Steady benefits in the face of extremes — millions of lost jobs, more than 570,000 virus deaths and the stock market's nosedive in the pandemic's early days — likely led to the surge in optimism, according to Lisa Greenwald, CEO of Greenwald Research, which fielded the 2021 survey.
"Social Security — a 'major' source of income for more than 6 in 10 retirees — continued uninterrupted during the pandemic," Greenwald said.
Meanwhile, Social Security recipients also qualified for federal stimulus checks. That aid was issued in the three rounds over the past year, for up to $1,200, $600 and $1,400 per person, respectively.
These results of the EBRI survey, now in its 31st year, mesh with some of its broader findings.
For example, around 80% of retirees are confident in their ability to live comfortably throughout retirement — more than the 76% polled in March 2020, according to the survey.
"When we first saw these high confidence numbers, they struck me as counterintuitive," said Craig Copeland, a senior research associate at EBRI and a report co-author. "2020 was such a difficult year for so many reasons."
But confidence is a feeling — and may not align with reality, Copeland said.
The trust funds that pay Social Security benefits are under stress. A year ago Thursday, the Social Security Administration estimated its trust funds could become depleted in 2035.
That doesn't mean benefits would disappear. At that point, 79% of promised benefits would be payable. Payroll taxes would continue to fund those amounts.
Some have speculated that the expiration date could be sooner due to economic after effects of the Covid-19 pandemic. But lawmakers are considering measures to shore up the funds and prevent that outcome.
Retirees' broad retirement optimism does make some financial sense, however, Copeland said.
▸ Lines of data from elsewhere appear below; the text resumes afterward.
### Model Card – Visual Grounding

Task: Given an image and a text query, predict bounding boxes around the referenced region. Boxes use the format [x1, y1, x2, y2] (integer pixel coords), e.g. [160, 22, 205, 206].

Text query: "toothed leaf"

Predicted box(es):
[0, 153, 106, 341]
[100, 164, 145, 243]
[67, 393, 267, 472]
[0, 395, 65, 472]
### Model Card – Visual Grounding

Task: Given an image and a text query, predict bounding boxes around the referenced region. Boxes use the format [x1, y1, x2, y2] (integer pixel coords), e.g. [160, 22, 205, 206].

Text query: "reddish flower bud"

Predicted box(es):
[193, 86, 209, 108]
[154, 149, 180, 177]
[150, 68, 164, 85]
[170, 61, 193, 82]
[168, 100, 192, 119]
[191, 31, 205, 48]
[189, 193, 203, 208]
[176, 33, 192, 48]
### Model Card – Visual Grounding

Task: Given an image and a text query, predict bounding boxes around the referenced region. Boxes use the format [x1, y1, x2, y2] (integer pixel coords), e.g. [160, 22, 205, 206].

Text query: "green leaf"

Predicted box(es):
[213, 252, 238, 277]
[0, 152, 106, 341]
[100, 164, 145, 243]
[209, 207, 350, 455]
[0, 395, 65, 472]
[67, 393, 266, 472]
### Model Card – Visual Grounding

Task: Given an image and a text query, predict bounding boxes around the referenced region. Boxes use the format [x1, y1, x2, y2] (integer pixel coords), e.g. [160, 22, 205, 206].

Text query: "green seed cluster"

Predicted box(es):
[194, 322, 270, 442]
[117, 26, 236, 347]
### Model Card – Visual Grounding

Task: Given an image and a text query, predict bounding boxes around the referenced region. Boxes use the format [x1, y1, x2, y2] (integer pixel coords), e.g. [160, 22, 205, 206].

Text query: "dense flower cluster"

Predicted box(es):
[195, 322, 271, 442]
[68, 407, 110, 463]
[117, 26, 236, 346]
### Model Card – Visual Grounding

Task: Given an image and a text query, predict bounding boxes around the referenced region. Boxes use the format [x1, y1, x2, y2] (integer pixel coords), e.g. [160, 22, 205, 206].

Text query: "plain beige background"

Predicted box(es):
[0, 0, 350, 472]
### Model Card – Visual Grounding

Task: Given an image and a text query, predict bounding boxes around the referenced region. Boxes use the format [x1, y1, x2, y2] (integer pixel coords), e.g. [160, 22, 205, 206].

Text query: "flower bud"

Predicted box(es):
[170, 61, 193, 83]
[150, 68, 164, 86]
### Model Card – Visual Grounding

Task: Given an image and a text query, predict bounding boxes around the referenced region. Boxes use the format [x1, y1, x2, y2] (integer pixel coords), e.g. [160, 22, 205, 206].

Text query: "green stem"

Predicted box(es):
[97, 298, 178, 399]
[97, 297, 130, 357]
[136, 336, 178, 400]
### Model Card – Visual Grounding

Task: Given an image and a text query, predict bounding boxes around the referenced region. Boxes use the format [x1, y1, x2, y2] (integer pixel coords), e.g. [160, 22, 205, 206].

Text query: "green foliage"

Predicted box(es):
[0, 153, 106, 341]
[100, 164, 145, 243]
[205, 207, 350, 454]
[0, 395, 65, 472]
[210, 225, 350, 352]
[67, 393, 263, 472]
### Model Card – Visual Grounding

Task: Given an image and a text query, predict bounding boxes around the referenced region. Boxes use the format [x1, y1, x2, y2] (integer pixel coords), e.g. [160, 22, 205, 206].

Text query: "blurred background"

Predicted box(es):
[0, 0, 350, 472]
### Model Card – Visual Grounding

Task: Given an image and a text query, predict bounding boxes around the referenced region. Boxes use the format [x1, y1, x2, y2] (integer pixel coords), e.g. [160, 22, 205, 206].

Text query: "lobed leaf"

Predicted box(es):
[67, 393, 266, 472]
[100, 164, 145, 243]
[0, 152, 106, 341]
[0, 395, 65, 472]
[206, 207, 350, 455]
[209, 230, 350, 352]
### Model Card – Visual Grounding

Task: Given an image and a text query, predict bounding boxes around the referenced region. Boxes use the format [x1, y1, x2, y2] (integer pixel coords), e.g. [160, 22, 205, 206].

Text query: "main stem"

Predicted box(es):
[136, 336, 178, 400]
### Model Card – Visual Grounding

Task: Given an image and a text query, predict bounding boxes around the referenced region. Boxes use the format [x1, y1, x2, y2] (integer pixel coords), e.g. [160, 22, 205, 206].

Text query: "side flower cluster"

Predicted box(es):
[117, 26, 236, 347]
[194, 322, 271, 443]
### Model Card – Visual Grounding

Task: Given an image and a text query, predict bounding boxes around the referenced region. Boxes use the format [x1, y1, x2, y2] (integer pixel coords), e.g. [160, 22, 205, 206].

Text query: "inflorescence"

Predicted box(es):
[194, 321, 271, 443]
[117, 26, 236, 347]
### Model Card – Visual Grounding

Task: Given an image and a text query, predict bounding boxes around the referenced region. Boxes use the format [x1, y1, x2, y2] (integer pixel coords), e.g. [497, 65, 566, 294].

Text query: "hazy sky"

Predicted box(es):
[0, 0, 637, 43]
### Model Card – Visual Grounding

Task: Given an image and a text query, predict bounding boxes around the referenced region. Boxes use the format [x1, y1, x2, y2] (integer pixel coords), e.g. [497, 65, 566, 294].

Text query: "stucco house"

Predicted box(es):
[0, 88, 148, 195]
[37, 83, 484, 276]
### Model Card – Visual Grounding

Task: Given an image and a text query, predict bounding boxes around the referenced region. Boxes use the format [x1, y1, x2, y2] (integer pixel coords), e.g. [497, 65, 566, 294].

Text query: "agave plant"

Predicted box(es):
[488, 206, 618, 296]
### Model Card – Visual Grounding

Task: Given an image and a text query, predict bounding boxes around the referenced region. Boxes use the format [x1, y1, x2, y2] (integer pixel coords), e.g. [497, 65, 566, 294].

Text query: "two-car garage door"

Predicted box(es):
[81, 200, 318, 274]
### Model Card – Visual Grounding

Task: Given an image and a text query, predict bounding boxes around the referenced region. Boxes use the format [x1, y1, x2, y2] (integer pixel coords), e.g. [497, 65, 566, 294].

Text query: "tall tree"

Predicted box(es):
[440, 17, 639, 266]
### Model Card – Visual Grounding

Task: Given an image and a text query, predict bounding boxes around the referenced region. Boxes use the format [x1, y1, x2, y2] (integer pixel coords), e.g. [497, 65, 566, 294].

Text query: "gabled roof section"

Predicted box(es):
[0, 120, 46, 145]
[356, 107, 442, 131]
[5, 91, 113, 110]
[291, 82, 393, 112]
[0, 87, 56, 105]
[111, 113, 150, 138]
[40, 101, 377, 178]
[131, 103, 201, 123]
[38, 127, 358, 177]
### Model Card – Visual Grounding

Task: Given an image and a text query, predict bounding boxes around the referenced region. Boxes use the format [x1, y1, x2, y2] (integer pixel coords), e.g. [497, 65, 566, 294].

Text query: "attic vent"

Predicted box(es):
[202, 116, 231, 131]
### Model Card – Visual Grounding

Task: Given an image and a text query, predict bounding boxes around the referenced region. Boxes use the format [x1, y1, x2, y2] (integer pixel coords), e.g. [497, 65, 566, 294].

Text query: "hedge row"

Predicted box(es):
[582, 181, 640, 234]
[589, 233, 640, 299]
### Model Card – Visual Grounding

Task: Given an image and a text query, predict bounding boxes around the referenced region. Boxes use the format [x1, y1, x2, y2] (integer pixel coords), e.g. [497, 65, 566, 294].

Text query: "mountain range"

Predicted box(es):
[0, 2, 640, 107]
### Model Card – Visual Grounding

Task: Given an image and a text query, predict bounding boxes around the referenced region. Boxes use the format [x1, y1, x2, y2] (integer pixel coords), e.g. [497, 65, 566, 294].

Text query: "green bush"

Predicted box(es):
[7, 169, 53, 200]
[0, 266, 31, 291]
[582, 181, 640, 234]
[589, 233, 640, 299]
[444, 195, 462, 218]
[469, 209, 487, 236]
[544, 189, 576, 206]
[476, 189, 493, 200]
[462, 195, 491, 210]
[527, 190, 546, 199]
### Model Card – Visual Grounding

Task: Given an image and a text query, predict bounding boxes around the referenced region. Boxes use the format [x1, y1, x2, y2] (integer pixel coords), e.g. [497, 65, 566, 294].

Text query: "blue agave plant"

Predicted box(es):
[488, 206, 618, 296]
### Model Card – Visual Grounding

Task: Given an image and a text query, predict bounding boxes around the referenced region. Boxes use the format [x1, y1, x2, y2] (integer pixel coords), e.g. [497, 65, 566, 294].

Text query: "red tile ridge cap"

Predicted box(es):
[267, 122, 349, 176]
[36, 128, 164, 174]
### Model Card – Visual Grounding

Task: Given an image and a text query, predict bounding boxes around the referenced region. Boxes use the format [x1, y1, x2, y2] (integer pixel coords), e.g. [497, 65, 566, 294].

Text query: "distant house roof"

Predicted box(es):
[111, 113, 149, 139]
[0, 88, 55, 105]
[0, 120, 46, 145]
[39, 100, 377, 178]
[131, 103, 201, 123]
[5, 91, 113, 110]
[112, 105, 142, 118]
The stock market rebounded after its early blip last year and retirees tend to be more conservatively invested, he said. Retirees also spend most of their discretionary funds on travel, leisure and entertainment — all of which were curtailed over the past year and likely led to less spending.
But the Covid recession has has varying impact on different segments of the U.S. population.
Some — namely the rich, white and college-educated — are faring just as well, if not better, versus pre-pandemic. Other worker groups — the poor, minorities and those with less education — are still facing job loss.
The unemployment rate improved to 6% in March and the U.S. economy added 916,000 jobs, the most since summer. But more than 8 million jobs have yet to return from February 2020.
About 6 in 10 workers who lost income or a job over the past year said the pandemic has had a negative impact on their ability to save for retirement, according to EBRI. By comparison, just 1 in 8 people who didn't lose income reported a negative impact.
The survey polled 3,017 Americans 25 years and older — half workers, half retirees — online from Jan.5 through Jan. 25.